No programmer wants to spend hours aligning HTML elements or playing with complex CSSs. This is why any low-code tool will generate the User Interface code of your application for you. The problem is that they generate rather basic interfaces, mostly oriented to typical data-entry forms and grids. Anything more complex than that and you are back to tuning the CSS by hand.
On the opposite spectrum, we have a variety of visual mockup/wireframe tools to quickly build a prototype of your desired graphical interface. But those don’t include any kind of code-generation capabilities. Therefore, you enter a vicious cycle where “the designer prepares an app design, hands it off to the developer who manually codes each screen. This is where the back and forth starts (colors, responsive layouts, buttons, animations…). In some cases, this process can take weeks or months” (taken from here).
To fix this situation, a few design-to-code tools started to appear. For instance, Supernova takes Sketch designs and transforms them into ready-to-use native UI code. Yotako also aims to help you in a smooth transition from design to code.
But, as in many other fields, the arrival of the new AI era has boosted the number and functionality of these tools (note that, for the same reason, most are still in early/exploratory stages). The promise of these tools is that they can use as the input of the UI code generation process screenshots and even handmade sketches. Thanks to the use of deep learning technologies to recognize the interface elements in the images, they can grasp the desired UI and generate the code that will mimic that design (either by going from the rough sketch to a “formal” wireframe or by directly generating the code). Let’s see some of these tools / approaches
Viz2<code> is still in beta but it looks very promising. You can use as input a “standard” wireframe design or handmade sketches and export them to Sketch files or a ready to launch website. If the latter, they also promise to generate for you some useful code that helps you integrate that front-end with your data and backend.
They use deep neural networks to recognize and characterize components when scanning the design. Then they try to infer the role and expected behavior of each recognized component to generate a more “semantic” code.
Viz2<code> is the tool featured in the top image illustrating this post.
AirBnB Sketching Interfaces
This experiment from AirBnB aimed mainly at detecting visual components on rough sketches. Their point was that “if machine learning algorithms can classify a complex set of thousands of handwritten symbols with a high degree of accuracy, then we should be able to classify the 150 components within our system and teach a machine to recognize them”. So, as you can see in the video below, they trained the system with the set of components they typically use in AirBnB interfaces and managed to get a high degree of recognition.
Unfortunately, it looks this was mainly and exploratory experiment. Even the main person behind it has moved to another company so not sure what the future plans for this is.

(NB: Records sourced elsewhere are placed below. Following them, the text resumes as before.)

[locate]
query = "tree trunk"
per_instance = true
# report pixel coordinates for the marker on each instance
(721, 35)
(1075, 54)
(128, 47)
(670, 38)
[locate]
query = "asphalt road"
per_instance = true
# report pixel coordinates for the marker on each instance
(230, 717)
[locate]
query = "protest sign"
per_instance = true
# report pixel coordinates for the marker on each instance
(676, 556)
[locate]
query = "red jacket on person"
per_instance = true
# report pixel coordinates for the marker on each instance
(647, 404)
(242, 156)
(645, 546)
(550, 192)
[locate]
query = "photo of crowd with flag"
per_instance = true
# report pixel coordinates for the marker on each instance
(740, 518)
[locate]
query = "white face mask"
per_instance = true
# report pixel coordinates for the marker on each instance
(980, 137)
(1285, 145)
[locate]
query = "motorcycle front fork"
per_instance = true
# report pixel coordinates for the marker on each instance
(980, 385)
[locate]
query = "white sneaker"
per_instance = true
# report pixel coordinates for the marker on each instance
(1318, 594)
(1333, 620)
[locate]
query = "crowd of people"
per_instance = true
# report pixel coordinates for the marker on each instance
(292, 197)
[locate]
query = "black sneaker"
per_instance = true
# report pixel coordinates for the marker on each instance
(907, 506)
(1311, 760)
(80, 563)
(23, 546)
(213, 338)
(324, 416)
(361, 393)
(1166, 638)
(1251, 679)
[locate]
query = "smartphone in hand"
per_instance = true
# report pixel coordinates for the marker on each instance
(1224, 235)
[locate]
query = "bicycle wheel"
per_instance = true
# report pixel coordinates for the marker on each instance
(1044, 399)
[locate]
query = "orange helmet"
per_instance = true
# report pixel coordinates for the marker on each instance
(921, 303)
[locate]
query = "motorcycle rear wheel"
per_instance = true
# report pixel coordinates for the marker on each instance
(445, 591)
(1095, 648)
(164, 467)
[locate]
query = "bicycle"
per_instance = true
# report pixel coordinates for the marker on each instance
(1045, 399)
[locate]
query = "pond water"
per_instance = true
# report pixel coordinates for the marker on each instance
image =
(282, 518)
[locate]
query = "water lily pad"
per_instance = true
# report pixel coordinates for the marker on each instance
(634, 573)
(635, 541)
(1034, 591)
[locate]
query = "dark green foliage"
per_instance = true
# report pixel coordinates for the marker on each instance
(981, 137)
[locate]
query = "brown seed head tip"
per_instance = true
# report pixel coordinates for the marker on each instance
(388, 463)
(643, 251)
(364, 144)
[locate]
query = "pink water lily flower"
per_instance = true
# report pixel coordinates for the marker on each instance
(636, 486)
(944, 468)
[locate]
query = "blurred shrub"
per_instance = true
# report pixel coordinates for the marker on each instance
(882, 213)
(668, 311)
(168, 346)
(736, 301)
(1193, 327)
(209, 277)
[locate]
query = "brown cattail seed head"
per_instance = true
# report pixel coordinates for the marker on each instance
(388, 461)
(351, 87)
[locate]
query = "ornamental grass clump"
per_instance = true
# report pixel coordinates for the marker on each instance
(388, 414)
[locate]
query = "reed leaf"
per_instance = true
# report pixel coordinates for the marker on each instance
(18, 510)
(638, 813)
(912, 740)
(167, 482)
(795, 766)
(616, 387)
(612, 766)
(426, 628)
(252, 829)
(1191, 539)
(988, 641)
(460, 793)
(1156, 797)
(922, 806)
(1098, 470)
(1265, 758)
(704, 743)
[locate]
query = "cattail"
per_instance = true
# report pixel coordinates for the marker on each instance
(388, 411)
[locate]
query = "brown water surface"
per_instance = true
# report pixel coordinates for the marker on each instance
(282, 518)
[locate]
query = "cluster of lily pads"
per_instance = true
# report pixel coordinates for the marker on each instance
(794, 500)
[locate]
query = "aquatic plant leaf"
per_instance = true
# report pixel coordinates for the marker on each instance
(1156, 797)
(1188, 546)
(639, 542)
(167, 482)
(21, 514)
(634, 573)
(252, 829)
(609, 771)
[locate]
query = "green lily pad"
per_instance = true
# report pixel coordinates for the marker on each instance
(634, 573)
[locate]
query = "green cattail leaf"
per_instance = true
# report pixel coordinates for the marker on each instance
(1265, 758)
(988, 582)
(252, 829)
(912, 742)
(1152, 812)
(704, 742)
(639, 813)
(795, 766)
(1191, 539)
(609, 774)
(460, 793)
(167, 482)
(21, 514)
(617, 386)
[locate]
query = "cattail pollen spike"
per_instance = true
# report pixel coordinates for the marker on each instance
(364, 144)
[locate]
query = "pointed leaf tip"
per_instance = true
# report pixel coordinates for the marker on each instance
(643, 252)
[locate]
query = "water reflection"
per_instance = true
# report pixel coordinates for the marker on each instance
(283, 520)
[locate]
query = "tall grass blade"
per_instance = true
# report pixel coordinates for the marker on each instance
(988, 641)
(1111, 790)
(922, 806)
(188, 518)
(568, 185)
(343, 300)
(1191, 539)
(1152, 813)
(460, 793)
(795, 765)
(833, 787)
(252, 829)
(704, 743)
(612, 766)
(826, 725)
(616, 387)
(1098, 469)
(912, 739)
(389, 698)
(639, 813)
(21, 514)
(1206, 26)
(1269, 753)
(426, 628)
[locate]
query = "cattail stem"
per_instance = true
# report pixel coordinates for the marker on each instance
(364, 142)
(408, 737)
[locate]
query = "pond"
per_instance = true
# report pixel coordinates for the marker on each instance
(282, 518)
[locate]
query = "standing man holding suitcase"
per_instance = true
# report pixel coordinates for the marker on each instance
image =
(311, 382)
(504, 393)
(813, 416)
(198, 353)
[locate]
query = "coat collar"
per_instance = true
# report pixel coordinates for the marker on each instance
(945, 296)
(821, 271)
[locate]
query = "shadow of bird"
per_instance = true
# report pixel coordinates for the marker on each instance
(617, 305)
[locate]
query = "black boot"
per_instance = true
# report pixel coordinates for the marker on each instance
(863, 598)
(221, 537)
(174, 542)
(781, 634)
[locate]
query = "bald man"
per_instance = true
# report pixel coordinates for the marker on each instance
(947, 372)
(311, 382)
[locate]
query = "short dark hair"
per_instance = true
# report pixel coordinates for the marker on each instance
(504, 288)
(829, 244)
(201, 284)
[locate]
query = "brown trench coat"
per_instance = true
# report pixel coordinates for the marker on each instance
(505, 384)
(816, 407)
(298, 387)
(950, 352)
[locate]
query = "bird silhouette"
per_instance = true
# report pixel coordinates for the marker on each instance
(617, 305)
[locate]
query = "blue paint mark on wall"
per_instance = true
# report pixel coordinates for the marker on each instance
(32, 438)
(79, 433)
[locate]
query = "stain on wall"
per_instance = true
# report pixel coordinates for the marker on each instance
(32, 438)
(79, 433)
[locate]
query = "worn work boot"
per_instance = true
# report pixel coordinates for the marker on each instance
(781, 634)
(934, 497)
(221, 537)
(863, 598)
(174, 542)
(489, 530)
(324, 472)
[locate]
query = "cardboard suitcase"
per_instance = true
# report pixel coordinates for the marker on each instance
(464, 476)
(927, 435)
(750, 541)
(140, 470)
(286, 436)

Uizard’s vision is to improve the designer/developer workflow that too often results in more frustration than innovation. They have recently raised 2.8M in seed funding to quickly turn app sketches into prototypes. Even if there are plenty of tools to specify the mockups of a new product, more often than not, any meeting ends up with a few quick hand-sketches. Their goal is to turn them into prototypes in seconds. The public version of their Sketch2code solution is pix2code (but they have a better commercial version).
Screenshot to Code
This open-source project reuses some of the ML above (especially pix2code) to create an excellent tutorial you can use to learn (and play) with all the ML concepts and models you need to get your hands into this mockup to UI field.
Sketch2Code is a Microsoft approach that uses AI to transform a handwritten user interface design from a picture to valid HTML markup code. Sketch2code involves three main “comprehension” phases.
- A custom vision model predicts what HTML elements are present in the image and their location.
- A handwritten text recognition service reads the text inside the predicted elements.
- A layout algorithm uses the spatial information from all the bounding boxes of the predicted elements to generate a grid structure that accommodates all.
The result as you can see is quite impressive.
Ink to code was an earlier and much more experimental attempt.
Generating interface models and not just code
I would like to see some of these tools generating not the actual code but the models of that UI so that it would be possible to integrate those models with the rest of the software models within a low-code tool. This way, we could easily link and integrate with UI components with the rest of the system data and functionality and generate at once a complete implementation.